Translate

quarta-feira, 29 de fevereiro de 2012

"Biscuit", um tipo do Mercado Central de Aracaju

Cléa Maria Brandão

Há mais de 30 anos a vejo “zanzando” pelo Mercado Central de Aracaju. Todos a chamam “Biscuit”, talvez por sua pequena estatura, seu corpo magro e de aparência frágil. Encontro-a após alguns anos de tê-la perdido de vista. Vestia uma calça jeans enorme com várias dobras para lhe compor; uma camisa masculina também enorme que lhe ia até os joelhos; uma bolsa gasta no braço e o mesmo sorriso de boca de dentes ausentes.
Puxei conversa. Perguntei-lhe o nome e ela disse ser Maria Josefa dos Santos, idade não sabe ao certo, mas nasceu em 1945, logo 60 anos. Foi então me visando: não bebo mais, só fumo. Segundo suas palavras, vivia na cachaça, mas está “endireitada”. Quando conheci “Biscuit”, ela sempre se encontrava embriagada, falando muita “bazófia”, sempre em brigas com a polícia ou com os desafetos do momento, nas mesas de bar do mercado. Mostrava “orgulhosa” as cicatrizes de facadas que tinha no corpo. Mas ela sempre vencia, é claro, mesmo quando o adversário era um forte policial, gabava-se.
Perguntei-lhe se tivera filhos e onde estavam e ela disse que sim, os tivera, mas nem sabia deles. Parentes os criara, mas ela não tinha contato. Fora cria do Mercado, não se lembra do pai, nem de mãe e, às vezes, nem do próprio nome, pois só ouve ser chamada de “Biscuit”. Atualmente, conseguiu uma casinha na Piabeta, em Nossa Senhora do Socorro, que alguém lhe facilitou.
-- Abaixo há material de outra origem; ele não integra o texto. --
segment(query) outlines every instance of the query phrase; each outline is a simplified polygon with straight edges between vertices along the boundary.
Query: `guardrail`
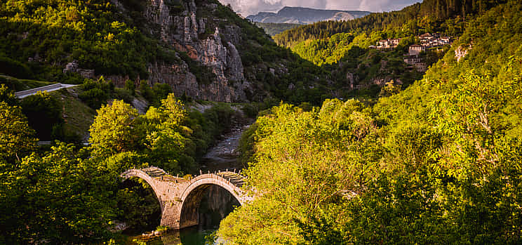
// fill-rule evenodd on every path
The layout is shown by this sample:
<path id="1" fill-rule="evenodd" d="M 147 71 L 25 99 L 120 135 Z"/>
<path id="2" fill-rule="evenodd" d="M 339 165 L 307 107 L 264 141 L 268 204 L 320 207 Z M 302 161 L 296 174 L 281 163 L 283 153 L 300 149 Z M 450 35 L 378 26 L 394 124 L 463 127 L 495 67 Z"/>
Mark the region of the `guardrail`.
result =
<path id="1" fill-rule="evenodd" d="M 15 96 L 18 98 L 23 98 L 29 95 L 33 95 L 39 91 L 55 91 L 65 88 L 70 88 L 77 85 L 74 84 L 54 84 L 51 85 L 46 85 L 41 87 L 31 88 L 25 90 L 23 91 L 19 91 L 15 93 Z"/>

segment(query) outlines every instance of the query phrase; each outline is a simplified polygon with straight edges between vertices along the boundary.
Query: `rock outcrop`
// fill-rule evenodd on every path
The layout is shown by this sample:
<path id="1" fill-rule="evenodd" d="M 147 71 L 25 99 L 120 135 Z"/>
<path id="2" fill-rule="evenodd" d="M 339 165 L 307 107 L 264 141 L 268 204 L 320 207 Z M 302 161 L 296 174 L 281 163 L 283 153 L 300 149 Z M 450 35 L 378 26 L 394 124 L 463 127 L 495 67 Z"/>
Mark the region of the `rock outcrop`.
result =
<path id="1" fill-rule="evenodd" d="M 121 0 L 111 0 L 121 13 L 128 12 Z M 149 85 L 168 84 L 176 96 L 185 95 L 194 99 L 220 102 L 248 101 L 246 94 L 253 94 L 253 86 L 246 81 L 238 46 L 242 40 L 241 29 L 227 20 L 213 18 L 208 13 L 215 11 L 216 4 L 194 0 L 148 0 L 145 4 L 142 31 L 160 39 L 167 47 L 185 52 L 200 65 L 210 69 L 215 76 L 210 82 L 198 81 L 191 72 L 187 60 L 178 56 L 176 62 L 156 61 L 147 65 Z M 201 8 L 199 10 L 198 8 Z M 207 15 L 200 15 L 198 11 Z M 199 17 L 200 16 L 201 17 Z M 209 20 L 209 18 L 211 20 Z M 82 69 L 77 62 L 67 64 L 64 73 L 76 72 L 88 79 L 98 79 L 95 70 Z M 117 86 L 123 86 L 128 76 L 105 76 Z"/>
<path id="2" fill-rule="evenodd" d="M 241 44 L 241 28 L 235 25 L 216 25 L 219 20 L 208 22 L 208 18 L 197 18 L 198 6 L 194 0 L 180 1 L 176 9 L 183 9 L 173 15 L 173 6 L 166 0 L 150 0 L 144 16 L 159 27 L 156 32 L 166 44 L 186 52 L 188 56 L 209 67 L 215 74 L 210 84 L 198 83 L 187 64 L 149 64 L 149 82 L 166 83 L 173 87 L 176 95 L 186 94 L 194 98 L 223 101 L 246 101 L 245 90 L 251 89 L 245 80 L 243 63 L 236 46 Z M 215 11 L 216 4 L 201 4 L 206 12 Z"/>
Porém, todos os dias, logo cedo, marca presença no mercado e, segundo ela, enquanto viver assim será.
-De que você vive, "Biscuit”?
Pedindo a todos que passam e, segundo ela mesma, não lhe falta nada: nem roupa, nem comida, nem amigos velhos e novos, no meio do mercado, que é o seu habitat.
Depois do nosso bate-papo o cachê foi cobrado.
-Quanto você quer?
-Um real tá bom, e um quilo de carne de costela.
Feito o devido pagamento, saí pensando em como o ser humano tem a capacidade intrínseca de sobreviver no lado marginal e hostil da vida. “Biscuit” nunca foi à escola, viveu sempre à margem da sociedade, mas sobreviveu, e ainda sobrevive, assim mesmo.
A vida, por si só, traz uma força impossível de ser aquilatada.
E aí segue “Biscuit” no seu cotidiano, conhecida por todos os feirantes e muitos dos freqüentadores do mercado.
Enfim, eis aí um “tipo” de Aracaju, “Biscuit”, uma pequena mostra do aracajuano que, a despeito de todas as adversidades, compõe a paisagem de um lugar tão visitado por turistas. ”Biscuit” se orgulha de já “ter ido ao estrangeiro”, em filmagens e fotos desses catadores de tipos interessantes da nossa cidade.